Haunted by the ghosts of Charlie Hebdo.
I heard about the attack shortly before I went on that morning’s John Oakley Show in Toronto. Throughout the grim half-decade for free speech that has followed, I have thought often of Stéphane “Charb” Charbonnier, the editor of Charlie Hebdo and a great cartoonist in the French style. Two years before his death, he said:
It may seem pompous, but I’d rather die standing than live on my knees.
He did. He was an heroic figure, and he paid for it with his life. One reason for that is because, when everyone else is on their knees, the guy standing up kinda stands out. And Charb & Co had been standing out for almost ten years. As I said to Megyn Kelly at Fox News later that night:
STEYN: Yes, they were very brave. This was the only publication that was willing to publish the Muhammad — the Danish Muhammad cartoons in 2006 because they decided to stand by those Danish cartoonists. I’m proud to have written for the only Canadian magazine to publish those Muhammad cartoons. And it’s because The New York Times didn’t and because Le Monde in Paris didn’t, and the London Times didn’t and all the other great newspapers of the world didn’t – only Charlie Hebdo and my magazine in Canada and a few others did. But they were forced to bear a burden that should have been more widely dispersed…
We will be retreating into a lot more self-censorship if the pansified Western media doesn’t man up and decide to disburse the risk so they can’t kill one small, little French satirical magazine. They’ve gotta kill all of us.
Given the despicable, gutless groveling so shamelessly on display this past week, it’s clear that the five years since have brought no improvement in our sorry lot. Steyn looks back in anger:
Five years ago I quoted Andrew Stiles:
Journalists: These French journalists are so brave!
Readers: What did they do? Can I see?
Journalists: It’s our policy not to show you.
But I see Mr Stiles’ Tweet has somehow managed to disappear from the Internet. George Clooney held up a pencil and Dame Helen Mirren wore an exquisite pencil brooch pinned to her splendid embonpoint and thousands of tilty-headed wankers with sorrowful expressions marched through the streets of Paris waving pencils. But none of them was willing to do the one thing that mattered – and show what Charb et al had drawn with those pencils. By the following day I was good and sick of it:
To be honest, it makes me vomit to see people holding these Princess Dianafied candlelit vigils, and using the hashtag #JeSuisCharlie – I am Charlie -and in effect appropriating these guys’ sacrifice for this bogus solidarity. It makes me sick to see all these ‘the pen is mightier than the sword’ cartoons that have appeared in newspapers all over the United States, Canada, Britain, Germany, France, Australia, everywhere, from other cartoonists, again expressing solidarity with these very brave men – but not doing what they did…
I’ve been on enough events in Europe with less famous cartoonists than these who live under death threats, live under armed guard, have had their family restaurant firebombed – it’s happened to a Norwegian comedienne I know – have come home and found their home burned, as a Swedish artist I know happened to.

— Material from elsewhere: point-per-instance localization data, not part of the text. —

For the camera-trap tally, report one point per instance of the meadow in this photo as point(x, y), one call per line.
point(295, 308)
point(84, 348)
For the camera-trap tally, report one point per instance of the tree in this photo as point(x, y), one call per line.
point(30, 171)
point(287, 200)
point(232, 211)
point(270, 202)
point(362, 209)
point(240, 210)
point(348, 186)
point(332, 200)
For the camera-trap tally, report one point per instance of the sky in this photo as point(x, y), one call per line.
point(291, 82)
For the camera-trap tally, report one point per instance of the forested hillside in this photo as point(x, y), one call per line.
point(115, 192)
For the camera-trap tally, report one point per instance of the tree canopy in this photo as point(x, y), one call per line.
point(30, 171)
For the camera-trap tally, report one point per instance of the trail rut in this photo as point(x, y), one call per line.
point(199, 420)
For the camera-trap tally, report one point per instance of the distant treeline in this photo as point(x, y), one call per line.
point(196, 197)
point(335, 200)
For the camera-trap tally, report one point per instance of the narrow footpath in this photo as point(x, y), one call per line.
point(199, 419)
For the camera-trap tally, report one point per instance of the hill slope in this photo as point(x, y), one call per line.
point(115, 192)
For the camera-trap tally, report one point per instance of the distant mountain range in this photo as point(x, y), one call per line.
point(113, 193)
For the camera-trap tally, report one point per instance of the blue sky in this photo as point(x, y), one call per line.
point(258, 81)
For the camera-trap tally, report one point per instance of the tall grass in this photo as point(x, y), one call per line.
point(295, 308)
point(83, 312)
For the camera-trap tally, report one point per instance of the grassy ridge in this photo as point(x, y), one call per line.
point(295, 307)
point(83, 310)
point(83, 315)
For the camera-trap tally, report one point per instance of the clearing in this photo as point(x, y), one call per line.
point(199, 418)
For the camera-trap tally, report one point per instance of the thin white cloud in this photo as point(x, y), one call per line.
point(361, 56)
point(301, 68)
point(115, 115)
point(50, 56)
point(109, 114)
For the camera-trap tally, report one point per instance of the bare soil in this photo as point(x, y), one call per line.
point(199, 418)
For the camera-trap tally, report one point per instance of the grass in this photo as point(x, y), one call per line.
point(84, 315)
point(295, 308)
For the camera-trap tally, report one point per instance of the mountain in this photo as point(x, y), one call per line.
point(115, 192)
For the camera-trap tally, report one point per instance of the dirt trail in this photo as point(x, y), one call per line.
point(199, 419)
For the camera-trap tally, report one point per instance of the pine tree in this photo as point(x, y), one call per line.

And all these people doing the phony hashtag solidarity, screw your phony hashtag solidarity. Let’s have some real solidarity – or if not, at least have the good taste to stay the hell out of it.
That would have been asking too much. In the days that followed almost all those who claimed to be expressing solidarity with Charb were, in fact, signaling very clearly that they preferred to live on their knees.
I’ve quoted this great Tolkien passage here before, and it bears endless repeating:
It needs but one foe to breed a war, not two, Master Warden, and those who have not swords can still die upon them.
The Charlie Hebdo victims proved their mettle with a defiant message written in their own blood. Too bad the pathetic, weepy fools who boasted “Je suis Charlie!” in between choruses of “Imagine” at all those repulsive candlelight vigils are too cowardly to do anything more than disgrace such a noble legacy.
I would LOVE for every one of those people to be met at EVERY public appearance with a handout of one of the images, and challenged to display it against their chest, in full view of all the photographers.
It would be epic if they did.
But, they won’t. They are bigger cowards than those that gunned down the PC dissidents.